Graves orbitopathy typically
affects middle-aged women. It is 5 times
more common in women than men. Peak
incidence occurs in the 3rd and 4th decades of life, and
is 6 times more common in Caucasians.
Severe exophthalmos is more common in elderly men. In addition, there is an increased prevalence
in smokers, and a genetic predisposition has been established.
Though associated with Graves Disease, exophthalmos is
NOT necessarily associated with hyperthyroidism. 20% of patients with Graves
orbitopathy are euthyroid.
Graves orbitopathy likely arises from autoimmune,
primarily T-cell, dysfunction resulting in lymphocytic infiltration and immune
complex deposition with resultant edema and proliferation of extraocular
muscles, intraconal and extraconal fat, and the lacrimal gland. There is some deficit in T-cell function that
results in the production of antibodies that are normally suppressed.
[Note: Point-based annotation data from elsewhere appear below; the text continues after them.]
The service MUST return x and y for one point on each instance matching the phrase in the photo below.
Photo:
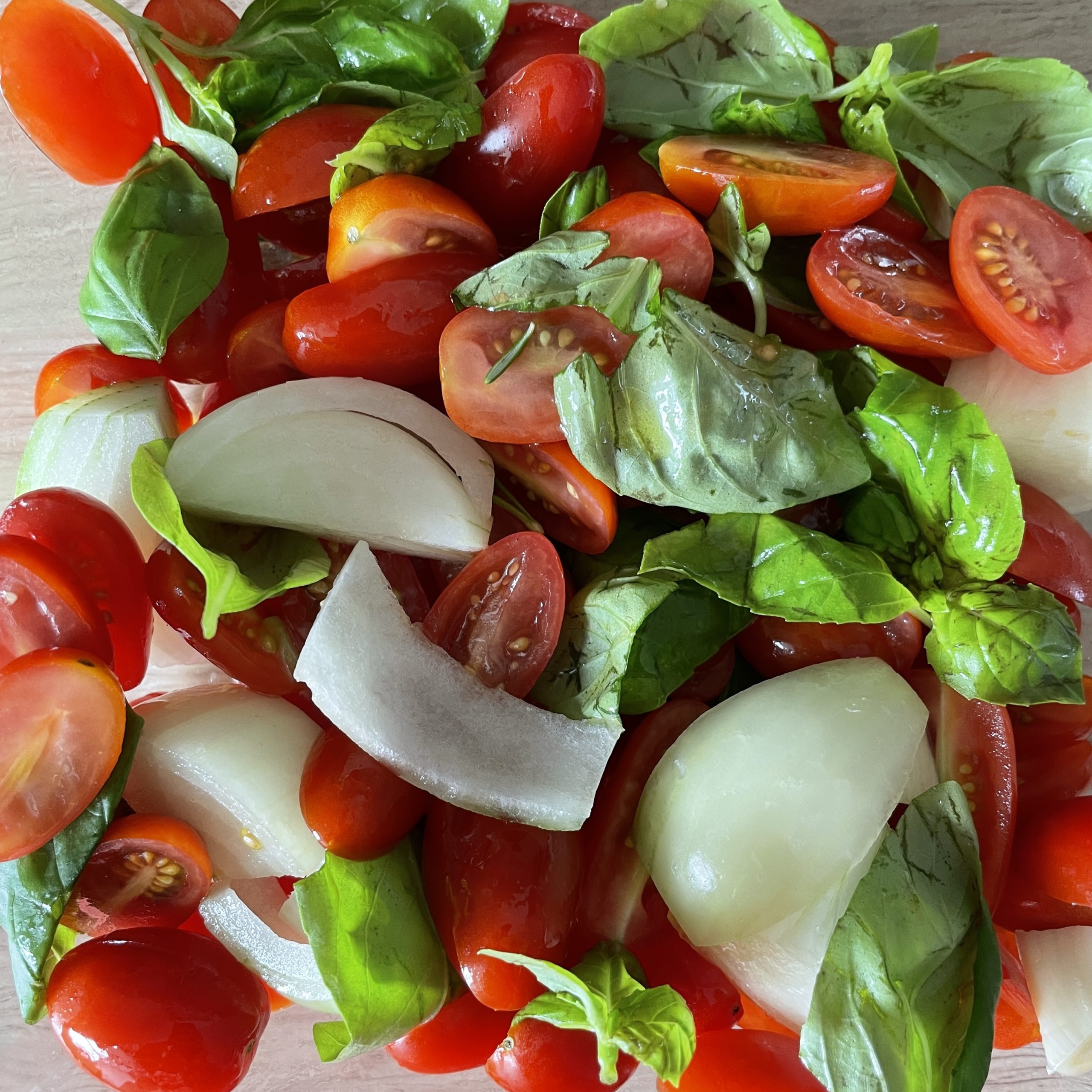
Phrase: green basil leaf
(35, 889)
(705, 415)
(376, 948)
(159, 253)
(1006, 645)
(242, 566)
There are both infiltrative and noninfiltrative
ocular changes in Graves. Infiltrative
changes involve mononuclear cells causing activation and proliferation of
fibroblasts resulting in the production of collagen and
glycosaminoglycans. The end result is
edema and fibrosis. Noninfiltrative
changes involve spastic retraction of eyelids, an increase in palpebral fissure
width, and sympathetic hypertonia.
Ultimately, thickening of the external ocular muscles,
orbital fat herniation, proptosis, retraction of both the upper and lower
eyelids, descent of the eyelid-cheek complex, and divergence of gaze
occur. In addition, one may see eyelid
edema, conjunctivitis, photophobia, chemosis, lagophthalmos, headache, gritty
sensation in the eye, retrobulbar pain, and tearing. Thickening of the superior rectus muscle can
result in decreased venous flow via compression of the superior ophthalmic
vein. Hypertrophy of the extraocular muscles can result in ophthalmoplegia and
thus diplopia, most frequently involving the inferior and medial rectus muscles
resulting in limitation of both upward and lateral gaze.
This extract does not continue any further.